Einer der wesentlichen Unterschiede im Gesellschaftsrecht der beiden Länder ist das in Deutschland noch nicht vorhandene Unternehmensstrafrecht. Ein „Gesetz zur Sanktionierung von verbandsbezogenen Straftaten“ liegt als Entwurf der Bundesregierung dem Bundestag vor und wird vielleicht in dieser Legislaturperiode noch verabschiedet. Der italienische Gesetzgeber hat demgegenüber bereits im Jahr 2001 ein Gesetz eingeführt, das zu einer eigenen Verantwortung der Unternehmen bei Verletzung von Compliance-Regeln führt, und neben Geldstrafen auch den Ausschluss des Unternehmens von öffentlichen Ausschreibungen, aber auch ein generelles Verbot weiterer Unternehmenstätigkeit vorsieht (DL 8.6.2001, n. 231).
Deutsche Unternehmer und Manager, die in die Geschäftsführung oder in den Vorstand von italienischen Tochtergesellschaften eintreten, sind sich oft der erheblichen Risiken nicht bewusst. Hier bietet sich ein klassisches Beratungsfeld für grenzüberschreitend tätige Juristen.

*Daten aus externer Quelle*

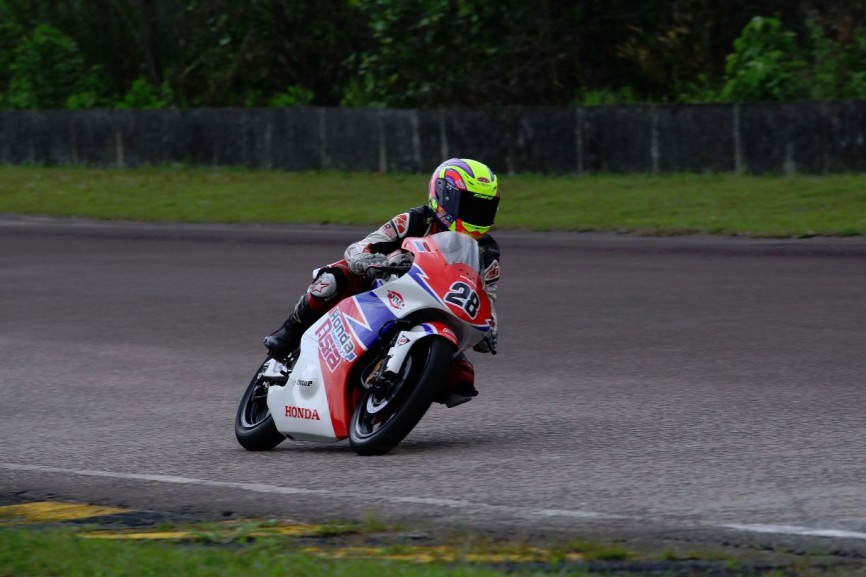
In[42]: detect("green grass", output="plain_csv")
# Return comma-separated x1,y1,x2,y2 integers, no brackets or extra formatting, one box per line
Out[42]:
0,526,512,577
3,522,861,577
0,165,865,237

Eine für die italienische Rechtspraxis relevante Entscheidung hat jetzt der Ermittlungsrichter in Mailand getroffen. Es hat festgestellt, dass das Unternehmensstrafgesetz 231/2001 nicht auf Gesellschaften mit nur einem Gesellschafter anzuwenden sind. Im entschiedenen Fall ging es um eine mit einer deutschen UG vergleichbaren 1-Euro srl. Der Strafrichter ist der Auffassung, dass man bei einer solchen Einmanngesellschaft keines von der Gesellschaft getrenntes autonomes wirtschaftliches Interesse, das strafwürdig erscheint, feststellen könnte (GIP Milano 971/2020, zitiert nach Sole 24 Ore vom 24.09.2020).